Fig. 5: The COSMIS score is strongly correlated with both pathogenicity and gene constraint level.

a COSMIS score distributions for 19,346 benign, 14,824 pathogenic, and 115,172 VUS sites from ClinVar (Methods). Pathogenic variants have significantly more constrained 3D spatial neighborhoods (COSMIS score median −1.1) than benign variants (median score 0.0) (\(p \, < \, 2.2\times {10}^{-308}\), two-sided Mann–Whitney U test). In boxplot graphs center line indicates median, bounds of box indicate 25th and 75th percentiles, and whiskers indicate minimum and maximum. b Odds ratio of ClinVar pathogenic variants versus benign variants for different COSMIS score percentile bins (lower bins correspond to more constrained COSMIS scores). Amino acid sites with lower COSMIS scores are enriched for pathogenic variants whereas sites with higher scores are depleted of pathogenic variants. Error bars indicate 95% confidence intervals.

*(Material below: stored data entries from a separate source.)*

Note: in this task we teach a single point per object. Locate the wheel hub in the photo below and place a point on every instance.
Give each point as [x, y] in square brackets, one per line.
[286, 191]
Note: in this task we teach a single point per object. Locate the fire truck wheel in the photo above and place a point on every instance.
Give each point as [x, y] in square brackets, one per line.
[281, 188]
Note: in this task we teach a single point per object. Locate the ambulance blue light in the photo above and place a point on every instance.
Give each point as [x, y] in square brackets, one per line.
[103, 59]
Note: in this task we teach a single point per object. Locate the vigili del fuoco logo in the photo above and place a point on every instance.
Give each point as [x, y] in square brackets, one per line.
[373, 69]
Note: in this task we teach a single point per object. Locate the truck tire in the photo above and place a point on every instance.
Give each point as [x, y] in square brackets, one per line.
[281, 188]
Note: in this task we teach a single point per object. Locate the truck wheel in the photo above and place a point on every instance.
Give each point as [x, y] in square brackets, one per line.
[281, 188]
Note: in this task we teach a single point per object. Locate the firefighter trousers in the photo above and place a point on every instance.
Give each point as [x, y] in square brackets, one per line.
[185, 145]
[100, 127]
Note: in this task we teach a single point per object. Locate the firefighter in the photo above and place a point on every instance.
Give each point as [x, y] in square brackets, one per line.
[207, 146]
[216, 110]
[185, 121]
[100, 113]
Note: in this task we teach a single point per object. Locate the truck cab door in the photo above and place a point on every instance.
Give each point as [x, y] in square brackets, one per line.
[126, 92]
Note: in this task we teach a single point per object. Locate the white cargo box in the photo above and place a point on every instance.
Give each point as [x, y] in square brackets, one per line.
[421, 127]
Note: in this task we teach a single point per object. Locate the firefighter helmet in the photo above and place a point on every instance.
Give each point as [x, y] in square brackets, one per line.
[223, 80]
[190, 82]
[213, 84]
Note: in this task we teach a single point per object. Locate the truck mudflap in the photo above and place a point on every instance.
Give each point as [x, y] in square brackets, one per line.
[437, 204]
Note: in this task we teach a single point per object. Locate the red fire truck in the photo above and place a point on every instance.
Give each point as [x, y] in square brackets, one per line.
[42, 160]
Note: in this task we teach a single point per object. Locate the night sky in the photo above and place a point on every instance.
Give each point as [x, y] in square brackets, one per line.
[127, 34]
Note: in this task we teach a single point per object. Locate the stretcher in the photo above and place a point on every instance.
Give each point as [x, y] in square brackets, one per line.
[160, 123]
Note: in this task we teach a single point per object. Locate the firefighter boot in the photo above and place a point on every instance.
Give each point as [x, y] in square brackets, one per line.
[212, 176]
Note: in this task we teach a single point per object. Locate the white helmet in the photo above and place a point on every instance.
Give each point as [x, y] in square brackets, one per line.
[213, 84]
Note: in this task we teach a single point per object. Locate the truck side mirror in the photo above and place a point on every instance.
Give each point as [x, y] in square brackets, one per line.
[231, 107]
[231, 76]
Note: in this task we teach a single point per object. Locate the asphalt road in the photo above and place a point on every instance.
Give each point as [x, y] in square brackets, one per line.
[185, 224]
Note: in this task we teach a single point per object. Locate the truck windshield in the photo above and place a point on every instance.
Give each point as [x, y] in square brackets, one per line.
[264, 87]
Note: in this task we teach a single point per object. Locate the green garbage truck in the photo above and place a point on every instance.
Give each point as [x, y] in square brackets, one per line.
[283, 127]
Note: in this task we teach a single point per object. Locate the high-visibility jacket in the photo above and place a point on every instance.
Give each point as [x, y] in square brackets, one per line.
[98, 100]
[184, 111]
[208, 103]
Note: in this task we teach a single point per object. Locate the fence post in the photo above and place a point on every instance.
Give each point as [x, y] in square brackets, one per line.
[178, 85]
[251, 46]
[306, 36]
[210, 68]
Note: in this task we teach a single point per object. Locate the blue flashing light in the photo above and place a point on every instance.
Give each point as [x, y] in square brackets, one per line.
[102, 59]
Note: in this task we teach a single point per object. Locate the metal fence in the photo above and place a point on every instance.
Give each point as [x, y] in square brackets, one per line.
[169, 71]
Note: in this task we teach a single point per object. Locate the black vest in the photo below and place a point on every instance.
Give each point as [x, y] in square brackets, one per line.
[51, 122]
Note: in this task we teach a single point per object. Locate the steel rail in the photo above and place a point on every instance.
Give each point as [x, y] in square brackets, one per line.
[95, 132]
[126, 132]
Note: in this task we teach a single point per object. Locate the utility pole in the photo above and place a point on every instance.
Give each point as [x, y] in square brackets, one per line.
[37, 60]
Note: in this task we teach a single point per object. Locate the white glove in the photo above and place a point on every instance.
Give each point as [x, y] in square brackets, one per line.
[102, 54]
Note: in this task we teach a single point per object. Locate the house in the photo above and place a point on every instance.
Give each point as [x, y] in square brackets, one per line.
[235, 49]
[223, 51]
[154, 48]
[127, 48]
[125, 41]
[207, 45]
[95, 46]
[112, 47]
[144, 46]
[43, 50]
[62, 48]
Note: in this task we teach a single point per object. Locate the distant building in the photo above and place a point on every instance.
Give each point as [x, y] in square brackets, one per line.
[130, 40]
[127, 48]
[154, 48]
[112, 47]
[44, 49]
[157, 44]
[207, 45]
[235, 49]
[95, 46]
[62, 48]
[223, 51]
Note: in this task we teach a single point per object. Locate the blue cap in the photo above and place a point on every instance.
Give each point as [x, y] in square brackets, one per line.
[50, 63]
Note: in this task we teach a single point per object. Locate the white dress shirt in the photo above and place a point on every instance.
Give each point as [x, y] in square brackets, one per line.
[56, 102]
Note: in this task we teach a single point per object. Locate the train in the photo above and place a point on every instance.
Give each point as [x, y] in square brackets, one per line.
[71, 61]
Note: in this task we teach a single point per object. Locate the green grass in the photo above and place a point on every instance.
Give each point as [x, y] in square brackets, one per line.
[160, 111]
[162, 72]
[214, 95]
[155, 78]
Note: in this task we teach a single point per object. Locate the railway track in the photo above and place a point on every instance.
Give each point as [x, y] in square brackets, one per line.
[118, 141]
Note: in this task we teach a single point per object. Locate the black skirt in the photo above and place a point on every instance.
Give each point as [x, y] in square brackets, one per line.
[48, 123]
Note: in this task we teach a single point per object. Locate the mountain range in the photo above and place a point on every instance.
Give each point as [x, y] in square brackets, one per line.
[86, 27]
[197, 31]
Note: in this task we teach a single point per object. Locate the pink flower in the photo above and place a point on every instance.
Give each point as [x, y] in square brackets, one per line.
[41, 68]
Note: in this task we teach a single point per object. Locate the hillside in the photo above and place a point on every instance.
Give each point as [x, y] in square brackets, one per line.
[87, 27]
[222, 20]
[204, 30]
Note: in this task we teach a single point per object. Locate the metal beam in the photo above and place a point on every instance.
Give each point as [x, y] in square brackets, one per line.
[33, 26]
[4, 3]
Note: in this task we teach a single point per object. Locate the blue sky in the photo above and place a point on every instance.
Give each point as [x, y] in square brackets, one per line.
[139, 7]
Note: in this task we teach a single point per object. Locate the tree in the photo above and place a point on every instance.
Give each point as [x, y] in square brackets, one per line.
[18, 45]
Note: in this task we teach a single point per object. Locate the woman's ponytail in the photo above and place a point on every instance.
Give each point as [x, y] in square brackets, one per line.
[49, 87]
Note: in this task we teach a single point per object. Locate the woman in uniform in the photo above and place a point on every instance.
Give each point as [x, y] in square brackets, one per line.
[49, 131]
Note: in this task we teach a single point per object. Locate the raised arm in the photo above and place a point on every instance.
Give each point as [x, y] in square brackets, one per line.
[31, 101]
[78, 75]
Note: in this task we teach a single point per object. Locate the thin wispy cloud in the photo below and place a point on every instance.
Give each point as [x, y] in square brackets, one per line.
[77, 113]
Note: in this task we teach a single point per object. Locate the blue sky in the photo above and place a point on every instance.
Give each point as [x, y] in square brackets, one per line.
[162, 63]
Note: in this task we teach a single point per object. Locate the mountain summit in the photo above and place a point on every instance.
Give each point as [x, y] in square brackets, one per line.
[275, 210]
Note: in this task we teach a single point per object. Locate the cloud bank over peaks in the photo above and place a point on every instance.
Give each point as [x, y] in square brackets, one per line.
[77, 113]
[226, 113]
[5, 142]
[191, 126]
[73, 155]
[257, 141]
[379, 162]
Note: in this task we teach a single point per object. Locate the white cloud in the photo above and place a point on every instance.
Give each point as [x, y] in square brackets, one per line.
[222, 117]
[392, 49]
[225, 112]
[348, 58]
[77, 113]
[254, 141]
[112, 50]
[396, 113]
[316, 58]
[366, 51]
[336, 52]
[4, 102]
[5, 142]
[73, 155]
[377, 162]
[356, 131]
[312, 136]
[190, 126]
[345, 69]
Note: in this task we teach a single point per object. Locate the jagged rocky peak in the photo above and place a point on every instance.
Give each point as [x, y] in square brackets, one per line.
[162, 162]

The horizontal dashed line indicates OR = 1. The values for each cell of the contingency table used for the OR calculation in each percentile bin were reported in Supplementary Data 14. c COSMIS score distributions of amino acid sites in six groups of proteins encoded by genes with different functional annotations (and the dataset as a whole). As the anticipated functional constraint on each category increases (top-to-bottom), amino acid sites in proteins in the category have more constrained COSMIS scores on average. In boxplot graphs center line indicates median, bounds of box indicate 25th and 75th percentiles, and whiskers indicate minimum and maximum. OR odds ratio, VUS variants of uncertain significance. Source data are provided as a Source Data file.